Indexes: idx_article_history_user_url on (user_id, url_hash), idx_article_history_job_id.

Status values: used, filtered_history, filtered_diversity, filtered_not_article, filtered_too_old, filtered_empty, filtered_homepage, filtered_cross_phase_dedup.

Source type values: personalized_source, brave_search, web_search.

3.10 `llm_call_log`

Full LLM interaction logging for debugging and analysis.

Column	Type	Constraints
id	UUID	PK, DEFAULT gen_random_uuid()
user_id	UUID	NOT NULL, FK users(id) CASCADE
job_id	UUID	NOT NULL
call_type	TEXT	NOT NULL
model	TEXT	NOT NULL
system_prompt	TEXT	NOT NULL, DEFAULT ''
user_prompt	TEXT	NOT NULL, DEFAULT ''
response_body	TEXT	NOT NULL, DEFAULT ''
duration_ms	INTEGER	NOT NULL, DEFAULT 0
article_url	TEXT	nullable
created_at	TIMESTAMPTZ	NOT NULL, DEFAULT now()

Indexes: idx_llm_call_log_job_id, idx_llm_call_log_user_id on (user_id, created_at).

3.11 `admin_providers`

Admin-curated catalog of LLM providers and their models.

Column	Type	Constraints
id	UUID	PK, DEFAULT gen_random_uuid()
provider_name	VARCHAR(50)	NOT NULL, UNIQUE
display_name	VARCHAR(100)	NOT NULL
models_scraping	JSONB	NOT NULL, DEFAULT '[]'
models_websearch	JSONB	NOT NULL, DEFAULT '[]'
is_enabled	BOOLEAN	NOT NULL, DEFAULT true
created_at	TIMESTAMPTZ	NOT NULL, DEFAULT now()
updated_at	TIMESTAMPTZ	NOT NULL, DEFAULT now()

Indexes: idx_admin_providers_enabled (partial, WHERE is_enabled = true).

Seeded with: gemini, openai, anthropic.

JSONB model structure:

[{"model_id": "gemini-2.5-pro", "display_name": "Gemini 2.5 Pro", "is_default": true}]

3.12 `admin_rate_limits`

Per-provider rate limit configuration.

Column	Type	Constraints
id	UUID	PK, DEFAULT gen_random_uuid()
provider_name	VARCHAR(50)	NOT NULL, UNIQUE, FK admin_providers(provider_name) CASCADE
max_requests	INTEGER	NOT NULL, DEFAULT 30
time_window_seconds	INTEGER	NOT NULL, DEFAULT 60
updated_at	TIMESTAMPTZ	NOT NULL, DEFAULT now()

Seeded defaults: gemini 29/60s, openai 50/60s, anthropic 40/60s.

3.13 `user_api_keys`

Encrypted user LLM API keys.

Column	Type	Constraints
id	UUID	PK, DEFAULT gen_random_uuid()
user_id	UUID	NOT NULL, FK users(id) CASCADE
provider_name	VARCHAR(50)	NOT NULL
encrypted_key	BYTEA	NOT NULL
nonce	BYTEA	NOT NULL
key_prefix	VARCHAR(20)	NOT NULL
created_at	TIMESTAMPTZ	NOT NULL, DEFAULT now()
updated_at	TIMESTAMPTZ	NOT NULL, DEFAULT now()

Constraint: UNIQUE(user_id, provider_name).
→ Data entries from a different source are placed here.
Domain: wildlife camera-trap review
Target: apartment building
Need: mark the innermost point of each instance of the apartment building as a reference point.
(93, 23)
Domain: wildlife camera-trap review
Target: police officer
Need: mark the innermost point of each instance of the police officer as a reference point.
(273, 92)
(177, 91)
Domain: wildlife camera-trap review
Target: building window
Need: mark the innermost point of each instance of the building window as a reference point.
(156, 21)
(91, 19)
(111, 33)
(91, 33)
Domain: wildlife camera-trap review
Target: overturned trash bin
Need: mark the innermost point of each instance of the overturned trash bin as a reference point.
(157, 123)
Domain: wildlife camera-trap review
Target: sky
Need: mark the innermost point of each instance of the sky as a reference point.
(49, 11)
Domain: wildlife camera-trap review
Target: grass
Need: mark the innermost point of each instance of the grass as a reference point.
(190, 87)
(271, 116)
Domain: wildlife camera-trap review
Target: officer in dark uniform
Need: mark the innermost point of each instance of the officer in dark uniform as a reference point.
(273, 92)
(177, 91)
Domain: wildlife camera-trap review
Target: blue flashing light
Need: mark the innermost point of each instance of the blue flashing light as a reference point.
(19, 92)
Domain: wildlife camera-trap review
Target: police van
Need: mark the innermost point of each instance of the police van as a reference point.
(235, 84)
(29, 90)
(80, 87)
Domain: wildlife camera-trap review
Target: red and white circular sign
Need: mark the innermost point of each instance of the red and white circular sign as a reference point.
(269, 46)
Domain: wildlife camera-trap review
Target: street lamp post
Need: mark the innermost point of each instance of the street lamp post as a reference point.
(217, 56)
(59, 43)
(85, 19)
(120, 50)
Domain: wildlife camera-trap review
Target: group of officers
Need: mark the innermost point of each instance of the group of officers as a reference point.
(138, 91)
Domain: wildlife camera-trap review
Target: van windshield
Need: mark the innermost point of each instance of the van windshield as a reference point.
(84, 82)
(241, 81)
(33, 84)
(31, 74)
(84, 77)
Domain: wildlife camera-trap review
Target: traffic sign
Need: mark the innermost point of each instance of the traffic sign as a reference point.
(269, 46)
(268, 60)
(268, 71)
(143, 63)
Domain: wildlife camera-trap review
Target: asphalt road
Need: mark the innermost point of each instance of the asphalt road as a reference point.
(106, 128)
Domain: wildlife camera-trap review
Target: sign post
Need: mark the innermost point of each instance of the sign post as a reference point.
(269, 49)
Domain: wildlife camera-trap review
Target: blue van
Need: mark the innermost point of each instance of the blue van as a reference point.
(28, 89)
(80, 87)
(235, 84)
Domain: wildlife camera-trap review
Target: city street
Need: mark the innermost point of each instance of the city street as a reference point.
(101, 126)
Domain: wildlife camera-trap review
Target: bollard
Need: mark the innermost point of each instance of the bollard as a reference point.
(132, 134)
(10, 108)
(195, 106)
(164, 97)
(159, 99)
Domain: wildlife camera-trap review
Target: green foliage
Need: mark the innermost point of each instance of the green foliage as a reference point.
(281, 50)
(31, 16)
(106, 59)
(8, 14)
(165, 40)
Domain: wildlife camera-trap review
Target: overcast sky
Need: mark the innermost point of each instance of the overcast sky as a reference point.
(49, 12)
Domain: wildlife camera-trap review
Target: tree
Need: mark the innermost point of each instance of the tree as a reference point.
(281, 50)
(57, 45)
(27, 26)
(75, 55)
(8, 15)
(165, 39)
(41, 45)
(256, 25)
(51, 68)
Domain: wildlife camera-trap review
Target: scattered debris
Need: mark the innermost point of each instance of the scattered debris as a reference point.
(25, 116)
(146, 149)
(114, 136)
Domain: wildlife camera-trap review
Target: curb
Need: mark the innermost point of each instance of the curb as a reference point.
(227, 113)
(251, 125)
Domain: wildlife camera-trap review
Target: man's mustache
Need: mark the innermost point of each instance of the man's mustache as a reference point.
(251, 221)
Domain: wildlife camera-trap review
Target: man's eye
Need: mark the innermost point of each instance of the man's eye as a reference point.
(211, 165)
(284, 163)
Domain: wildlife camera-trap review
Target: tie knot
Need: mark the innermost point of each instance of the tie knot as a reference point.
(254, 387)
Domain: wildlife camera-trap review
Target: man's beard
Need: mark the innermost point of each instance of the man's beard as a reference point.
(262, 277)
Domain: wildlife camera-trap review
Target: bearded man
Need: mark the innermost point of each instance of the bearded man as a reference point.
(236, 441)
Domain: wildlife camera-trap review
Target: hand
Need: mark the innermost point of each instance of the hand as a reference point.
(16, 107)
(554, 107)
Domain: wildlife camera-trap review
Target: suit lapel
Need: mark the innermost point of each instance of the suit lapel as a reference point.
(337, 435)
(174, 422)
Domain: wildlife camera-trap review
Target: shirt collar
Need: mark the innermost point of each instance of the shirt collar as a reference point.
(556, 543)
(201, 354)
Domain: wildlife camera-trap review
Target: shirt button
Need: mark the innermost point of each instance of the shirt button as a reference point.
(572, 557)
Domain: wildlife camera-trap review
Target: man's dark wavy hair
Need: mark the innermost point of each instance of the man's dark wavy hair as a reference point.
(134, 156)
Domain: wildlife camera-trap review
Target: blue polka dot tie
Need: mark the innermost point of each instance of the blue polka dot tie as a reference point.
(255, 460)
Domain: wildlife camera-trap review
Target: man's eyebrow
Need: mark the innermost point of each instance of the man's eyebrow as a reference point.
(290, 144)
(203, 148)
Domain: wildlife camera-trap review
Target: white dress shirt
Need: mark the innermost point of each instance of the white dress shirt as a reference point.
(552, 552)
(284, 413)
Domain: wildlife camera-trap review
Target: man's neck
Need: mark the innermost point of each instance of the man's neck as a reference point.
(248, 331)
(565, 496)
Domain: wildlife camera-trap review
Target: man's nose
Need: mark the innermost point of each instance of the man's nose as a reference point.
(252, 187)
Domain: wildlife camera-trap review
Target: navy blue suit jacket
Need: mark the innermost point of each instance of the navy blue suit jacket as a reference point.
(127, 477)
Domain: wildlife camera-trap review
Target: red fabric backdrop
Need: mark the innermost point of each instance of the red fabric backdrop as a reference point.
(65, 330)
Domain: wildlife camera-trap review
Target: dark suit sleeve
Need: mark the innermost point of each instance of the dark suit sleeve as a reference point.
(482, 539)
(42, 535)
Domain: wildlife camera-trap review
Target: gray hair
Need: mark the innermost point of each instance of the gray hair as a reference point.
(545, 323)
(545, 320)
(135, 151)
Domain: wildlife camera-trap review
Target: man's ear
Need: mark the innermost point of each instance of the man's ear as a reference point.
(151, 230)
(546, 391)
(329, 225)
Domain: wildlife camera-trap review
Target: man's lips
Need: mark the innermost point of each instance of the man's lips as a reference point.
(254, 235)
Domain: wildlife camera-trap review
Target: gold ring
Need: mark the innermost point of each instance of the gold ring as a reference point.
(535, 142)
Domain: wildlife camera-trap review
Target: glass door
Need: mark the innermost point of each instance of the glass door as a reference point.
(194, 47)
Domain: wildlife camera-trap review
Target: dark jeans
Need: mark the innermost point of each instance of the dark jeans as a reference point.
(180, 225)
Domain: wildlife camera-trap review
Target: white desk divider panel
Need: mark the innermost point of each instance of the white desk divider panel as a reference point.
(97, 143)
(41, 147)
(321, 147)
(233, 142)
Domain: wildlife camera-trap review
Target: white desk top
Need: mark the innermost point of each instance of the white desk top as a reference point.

Valid providers: gemini, openai, anthropic, brave_search.

3.14 `audit_log`

Admin mutation audit trail.

Column	Type	Constraints
id	UUID	PK, DEFAULT gen_random_uuid()
admin_user_id	UUID	nullable, FK users(id) SET NULL
action	VARCHAR(100)	NOT NULL
target_type	VARCHAR(50)	nullable
target_id	VARCHAR(255)	nullable
details	JSONB	nullable
created_at	TIMESTAMPTZ	NOT NULL, DEFAULT now()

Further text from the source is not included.